Note that `sklearn` agrees

In [None]:
model = LinearRegression()
model.fit(X, y)

weight_coef, diameter_coef = model.coef_
print(weight_coef, diameter_coef)

We can recreate this output by 'bootstrapping' our data, fitting a model to each bootstrapped sample and seeing how the coefficients change.

In [None]:
np.random.seed(42)

data = abalone[["Whole_Weight", "Diameter", "Rings"]]

weight_coefs = []
diameter_coefs = []
for i in range(1000):
    sample = abalone.sample(frac=1.0, replace=True)
    X = sample[["Whole_Weight", "Diameter"]]
    y = sample["Rings"]

    model = LinearRegression()
    model.fit(X, y)

    weight_coef, diameter_coef = model.coef_

    weight_coefs.append(weight_coef)
    diameter_coefs.append(diameter_coef)

In [None]:
weight_ci_lo = np.percentile(weight_coefs, 2.5)
weight_ci_hi = np.percentile(weight_coefs, 97.5)

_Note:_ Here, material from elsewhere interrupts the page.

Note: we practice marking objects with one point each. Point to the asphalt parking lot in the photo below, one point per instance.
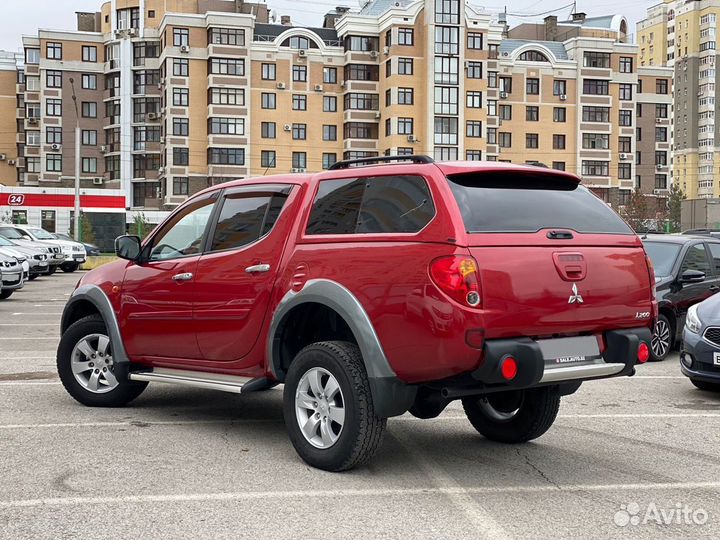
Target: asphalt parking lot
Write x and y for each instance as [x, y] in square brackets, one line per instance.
[635, 457]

print("Weight Coefficient CI")
weight_ci_lo, weight_ci_hi

In [None]:
diameter_ci_lo = np.percentile(diameter_coefs, 2.5)
diameter_ci_hi = np.percentile(diameter_coefs, 97.5)

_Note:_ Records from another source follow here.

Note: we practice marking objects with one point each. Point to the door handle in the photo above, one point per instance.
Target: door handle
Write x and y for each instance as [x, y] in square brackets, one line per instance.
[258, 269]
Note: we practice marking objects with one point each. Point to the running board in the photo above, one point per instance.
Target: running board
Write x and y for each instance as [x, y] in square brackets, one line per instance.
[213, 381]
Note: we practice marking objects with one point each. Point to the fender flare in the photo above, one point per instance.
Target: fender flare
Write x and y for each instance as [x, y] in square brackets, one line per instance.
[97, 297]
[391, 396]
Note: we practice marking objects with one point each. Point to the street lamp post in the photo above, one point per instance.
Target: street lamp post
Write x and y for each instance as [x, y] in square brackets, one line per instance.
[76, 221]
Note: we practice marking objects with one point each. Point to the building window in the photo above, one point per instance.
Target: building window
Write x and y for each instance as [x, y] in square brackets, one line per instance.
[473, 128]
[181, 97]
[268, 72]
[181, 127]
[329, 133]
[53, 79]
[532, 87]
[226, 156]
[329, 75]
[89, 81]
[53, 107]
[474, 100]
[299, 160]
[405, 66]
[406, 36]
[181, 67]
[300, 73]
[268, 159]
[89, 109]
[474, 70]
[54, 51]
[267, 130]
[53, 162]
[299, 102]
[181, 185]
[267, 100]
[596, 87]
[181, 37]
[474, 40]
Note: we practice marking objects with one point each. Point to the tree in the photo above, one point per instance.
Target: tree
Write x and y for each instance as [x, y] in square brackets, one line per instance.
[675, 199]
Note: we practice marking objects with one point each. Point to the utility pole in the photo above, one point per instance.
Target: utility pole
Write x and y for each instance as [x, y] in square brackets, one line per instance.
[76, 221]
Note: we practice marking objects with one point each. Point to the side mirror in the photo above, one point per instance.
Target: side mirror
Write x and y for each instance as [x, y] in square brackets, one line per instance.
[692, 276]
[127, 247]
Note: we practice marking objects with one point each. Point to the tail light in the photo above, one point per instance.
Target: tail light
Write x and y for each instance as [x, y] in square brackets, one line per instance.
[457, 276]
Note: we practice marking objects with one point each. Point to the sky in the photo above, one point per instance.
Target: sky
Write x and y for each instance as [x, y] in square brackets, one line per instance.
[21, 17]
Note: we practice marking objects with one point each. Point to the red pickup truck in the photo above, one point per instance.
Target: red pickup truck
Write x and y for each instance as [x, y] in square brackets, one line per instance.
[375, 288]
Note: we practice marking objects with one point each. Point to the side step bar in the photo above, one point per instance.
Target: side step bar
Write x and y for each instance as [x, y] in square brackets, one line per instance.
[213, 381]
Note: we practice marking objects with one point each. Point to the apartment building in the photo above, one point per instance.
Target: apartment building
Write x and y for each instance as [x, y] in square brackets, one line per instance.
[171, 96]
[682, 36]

print("Diameter Coefficient CI")
diameter_ci_lo, diameter_ci_hi

* Plot histograms for the coefficient sampling distributions
* Add lines for the ci bounds

-----
## Afternoon

Let's start model Rings from scratch.  We won't restrict ourselves on the features we can use.  Everything is fair game. Readyyyy.. go

------

Let's rebuild our model and use an *interaction term* (\**gasp*\*).  Let's go back to using only `'Whole_Weight'` and `'Diameter'`.  After creating the `X` and `y`:

* Create a new feature that captures the interaction between our current 2 predictors
  * Multiply the 2 features together and assign this to a new column
* Rebuild the model using the 3 features
* Re-print the summary
* Interpret the t-tests for these coefficients

In [None]:
# Define X (['Whole_Weight', 'Diameter']) and y ('Rings')


In [None]:
# Create a new feature that captures the interaction between our current 2 predictors
X["ww_d_interaction"] = _____

# Build a regression model using `statsmodels`
____

# Print the model summary
____

Wait, what did we just do?

In [None]:
# No need to worry about this code for needs today.
# Of course, give it a look if you're curious.

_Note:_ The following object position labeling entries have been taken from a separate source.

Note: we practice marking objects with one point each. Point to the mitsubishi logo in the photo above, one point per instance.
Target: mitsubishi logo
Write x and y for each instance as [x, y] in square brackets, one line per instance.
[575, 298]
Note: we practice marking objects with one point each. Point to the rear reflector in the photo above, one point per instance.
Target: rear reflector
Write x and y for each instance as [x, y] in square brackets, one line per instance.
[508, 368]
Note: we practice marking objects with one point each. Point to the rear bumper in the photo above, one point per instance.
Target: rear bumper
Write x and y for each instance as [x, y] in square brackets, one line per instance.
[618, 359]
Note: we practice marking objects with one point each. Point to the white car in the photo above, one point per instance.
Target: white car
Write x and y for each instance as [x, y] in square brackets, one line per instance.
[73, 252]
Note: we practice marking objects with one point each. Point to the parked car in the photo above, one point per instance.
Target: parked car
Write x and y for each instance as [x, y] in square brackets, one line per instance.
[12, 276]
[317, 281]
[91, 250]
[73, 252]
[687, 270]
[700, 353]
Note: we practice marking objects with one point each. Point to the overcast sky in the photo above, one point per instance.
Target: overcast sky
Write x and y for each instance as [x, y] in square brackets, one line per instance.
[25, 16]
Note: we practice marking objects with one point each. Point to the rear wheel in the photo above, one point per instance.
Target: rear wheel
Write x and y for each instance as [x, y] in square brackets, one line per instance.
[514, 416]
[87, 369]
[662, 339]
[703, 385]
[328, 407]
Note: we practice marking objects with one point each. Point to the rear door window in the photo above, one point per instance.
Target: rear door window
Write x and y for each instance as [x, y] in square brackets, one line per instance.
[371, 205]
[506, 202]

# its easier to see if we bin we'll bin weight and then a model
# for diameter when within each bin of weight
def bin_array(x, n_bins=5):
    percentiles = np.linspace(0, 100, n_bins + 1)[:-1]
    bins = np.percentile(x, percentiles)
    binned = np.digitize(x, bins)
    return binned


abalone["binned_weight"] = bin_array(abalone["Whole_Weight"])
bins = abalone["binned_weight"].unique()
for b in bins:
    subset = abalone[abalone["binned_weight"] == b]

    # if we have only 1 row we wont fit a model
    if subset.shape[0] <= 1:
        continue

    X = subset["Diameter"]
    y = subset["Rings"]

    X_const = sm.add_constant(X)
    y_pred = sm.OLS(y, X_const).fit().predict()

    lab = f"Weight: Bin {b}"
    plt.plot(X, y_pred, label=lab, lw=4)
    ## (un)comment below to toggle plotting on same axes
    plt.scatter(X, y, label=lab, alpha=0.1)
    plt.show()


plt.xlabel("Diameter")
plt.ylabel("Rings")
plt.title("Interaction between Diameter and Weight")
plt.legend()
plt.show()

So what do we see here? How Diameter affects Rings depends on how heavy our snail is! When our snail is lighter a higher diameter means more Rings.  When we go up in weight we start to see this trend taper off, at a certain weight diameter starts to matter less for predicting rings! In other words the effects of diameter and weight interact with each other.